L’empereur se hâta de faire part au roi Victor-Emmanuel des communications autrichiennes. Il écrivit en-même temps au roi de Prusse[1] pour lui annoncer qu’il acceptait le rôle de médiateur dont l’empereur François-Joseph l’invitait à se charger. Ces deux lettres différaient quant au fond sur un point essentiel : l’une rappelait le manifeste du 11 juin, tandis que la seconde n’en faisait pas mention. La Prusse avait remporté de telles victoires, elle avait fait de telles conquêtes, et ses armées étaient si menaçantes, qu’il était difficile d’invoquer ce document sans être prêt à le défendre l’épée à la main.

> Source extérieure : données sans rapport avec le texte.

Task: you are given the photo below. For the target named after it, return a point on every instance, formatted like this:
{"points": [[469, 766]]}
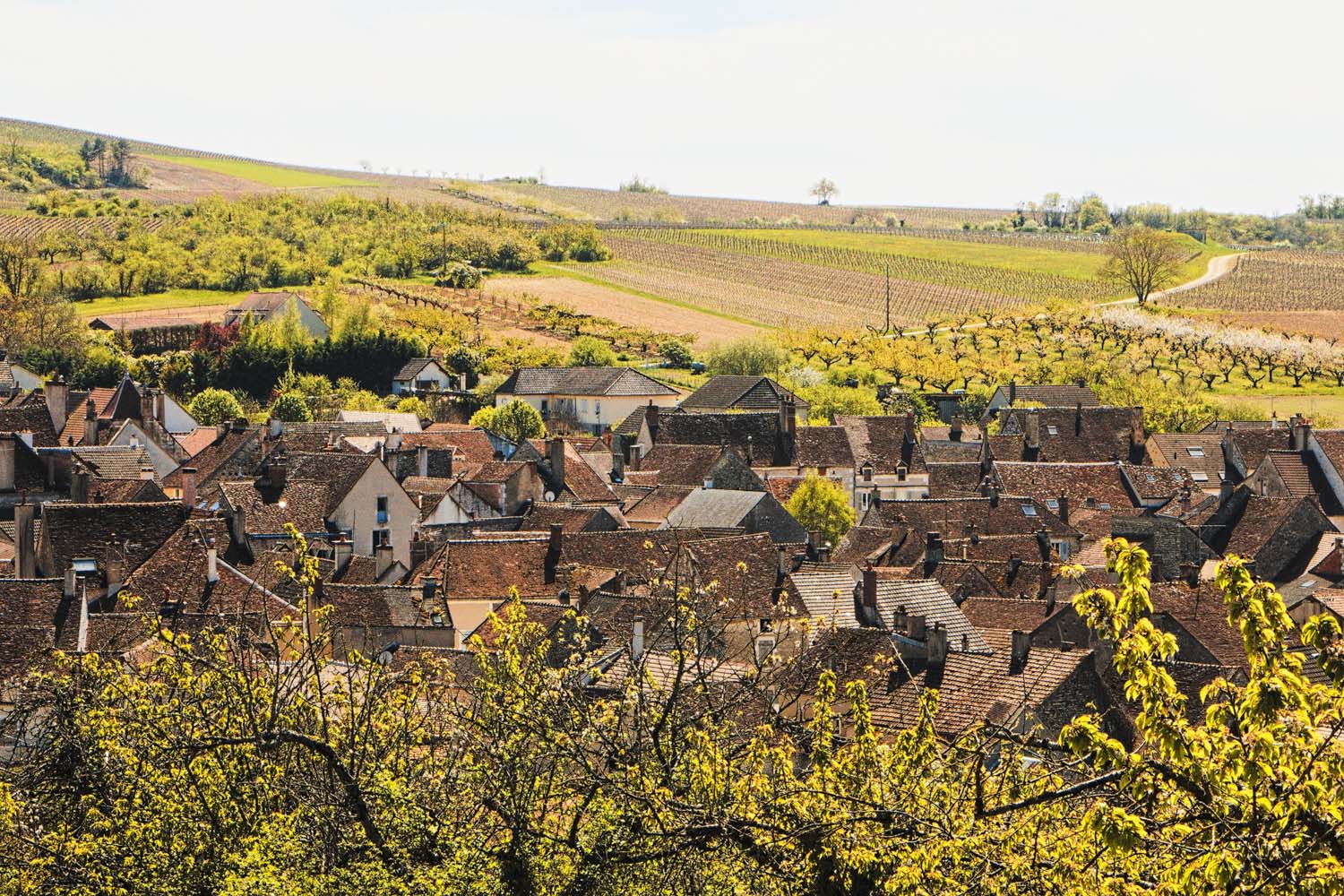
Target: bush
{"points": [[676, 354], [589, 351], [214, 406], [292, 409], [746, 357]]}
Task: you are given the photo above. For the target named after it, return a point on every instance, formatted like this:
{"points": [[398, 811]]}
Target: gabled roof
{"points": [[884, 441], [742, 392], [582, 381]]}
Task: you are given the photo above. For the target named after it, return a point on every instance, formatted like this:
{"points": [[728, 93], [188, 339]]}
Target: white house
{"points": [[583, 398], [426, 375]]}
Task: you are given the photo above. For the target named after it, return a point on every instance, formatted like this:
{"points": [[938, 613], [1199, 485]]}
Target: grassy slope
{"points": [[160, 301], [261, 174]]}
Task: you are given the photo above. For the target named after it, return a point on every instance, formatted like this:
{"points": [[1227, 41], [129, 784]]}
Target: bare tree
{"points": [[824, 190], [1142, 260]]}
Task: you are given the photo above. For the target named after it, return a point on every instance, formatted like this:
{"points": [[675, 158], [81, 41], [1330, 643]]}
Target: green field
{"points": [[160, 301], [1037, 261], [263, 174]]}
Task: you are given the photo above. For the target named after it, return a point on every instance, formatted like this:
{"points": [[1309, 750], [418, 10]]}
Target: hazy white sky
{"points": [[1228, 105]]}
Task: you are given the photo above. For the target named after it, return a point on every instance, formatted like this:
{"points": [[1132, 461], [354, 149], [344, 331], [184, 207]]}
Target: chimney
{"points": [[1021, 650], [1301, 435], [8, 452], [341, 551], [90, 424], [937, 645], [188, 487], [276, 473], [617, 460], [58, 397], [637, 638], [24, 548], [382, 559], [1032, 426], [556, 454], [80, 484], [650, 419], [933, 552], [870, 594], [553, 551], [211, 562]]}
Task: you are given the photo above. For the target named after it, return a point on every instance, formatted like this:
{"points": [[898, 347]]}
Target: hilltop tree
{"points": [[1142, 260], [824, 190]]}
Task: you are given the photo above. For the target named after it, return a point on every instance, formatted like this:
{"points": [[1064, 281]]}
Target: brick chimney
{"points": [[556, 454], [188, 487], [8, 461], [58, 402], [24, 544]]}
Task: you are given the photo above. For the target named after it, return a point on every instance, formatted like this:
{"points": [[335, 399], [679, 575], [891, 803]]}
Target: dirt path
{"points": [[624, 308]]}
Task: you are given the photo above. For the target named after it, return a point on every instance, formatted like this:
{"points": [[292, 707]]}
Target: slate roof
{"points": [[823, 446], [582, 381], [742, 392], [714, 508]]}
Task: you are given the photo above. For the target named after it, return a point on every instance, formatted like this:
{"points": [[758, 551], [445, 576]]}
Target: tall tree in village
{"points": [[1142, 260]]}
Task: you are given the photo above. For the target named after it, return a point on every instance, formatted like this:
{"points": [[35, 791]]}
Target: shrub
{"points": [[212, 406]]}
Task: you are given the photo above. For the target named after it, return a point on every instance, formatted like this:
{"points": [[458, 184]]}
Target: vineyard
{"points": [[777, 282], [34, 226], [1277, 280], [610, 204]]}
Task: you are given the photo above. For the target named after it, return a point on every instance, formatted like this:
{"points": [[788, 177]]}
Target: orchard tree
{"points": [[824, 190], [1142, 260]]}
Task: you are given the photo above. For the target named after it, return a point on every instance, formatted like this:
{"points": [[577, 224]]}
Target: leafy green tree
{"points": [[290, 408], [746, 357], [589, 351], [214, 405], [822, 505]]}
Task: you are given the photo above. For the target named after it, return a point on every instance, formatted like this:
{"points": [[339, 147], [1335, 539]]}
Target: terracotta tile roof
{"points": [[953, 479], [1075, 435], [884, 441], [72, 530], [582, 381], [823, 446], [742, 392]]}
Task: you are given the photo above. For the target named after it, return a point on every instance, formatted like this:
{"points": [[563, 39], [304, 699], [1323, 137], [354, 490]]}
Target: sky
{"points": [[1226, 107]]}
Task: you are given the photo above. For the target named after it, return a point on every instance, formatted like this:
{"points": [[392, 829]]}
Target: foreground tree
{"points": [[1142, 260]]}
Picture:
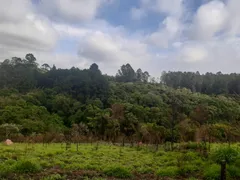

Que se passa-t-il au sein du conseil ? On a parlé de scènes violentes. On a prétendu que le maréchal Randon, forcé de s’expliquer, avait reconnu qu’en réalité il ne pouvait disposer immédiatement que d’une quarantaine de mille hommes, y compris le camp de Châlons, sans être sûr de pouvoir les munitionner au-delà des frontières. Est-il vrai que ces aveux imprévus soulevèrent les réclamations indignées de quelques-uns des ministres et que le maréchal, se retournant vers l’empereur, invoqua le Mexique pour justifier le fâcheux état de nos arsenaux et l’impuissance de nos effectifs ?

Deux versions se trouvent en présence, et jusqu’à présent il est difficile de se prononcer entre des affirmations contradictoires. Ce qu’il est permis d’en conclure, c’est qu’il existait au sein du cabinet un profond désaccord, et que l’empereur, surpris par une crise redoutable qui aurait exigé une communauté de sentimens absolue, se trouva soumis aux influences les plus opposées, les unes l’entraînant

  1. « Au roi de Prusse, à son quartier général. — Paris, 4 juillet 1866. — Sire, les succès si prompts et si éclatans de Votre Majesté ont amené des résultats qui me forcent à sortir de mon rôle de complète abstention. L’empereur d’Autriche m’annonce qu’il me cède la Vénétie et qu’il est prêt à accepter ma médiation pour mettre un terme au conflit qui s’est élevé entre l’Autriche, la Prusse et l’Italie. Je connais trop les sentimens magnanimes de Votre Majesté comme son affectueuse confiance envers moi pour ne pas croire que de son côté, après avoir élevé si haut l’honneur de ses armes, elle n’accueille avec satisfaction les efforts que je suis disposé à faire pour l’aider à rendre à ses états et à l’Europe le précieux avantage de la paix.
    « Si Votre Majesté agrée ma proposition, elle jugera sans doute convenable qu’un armistice conclu pour l’Allemagne et pour l’Italie ouvre immédiatement la voie à des négociations.
    « de Votre Majesté, le bon frère, NAPOLEON. »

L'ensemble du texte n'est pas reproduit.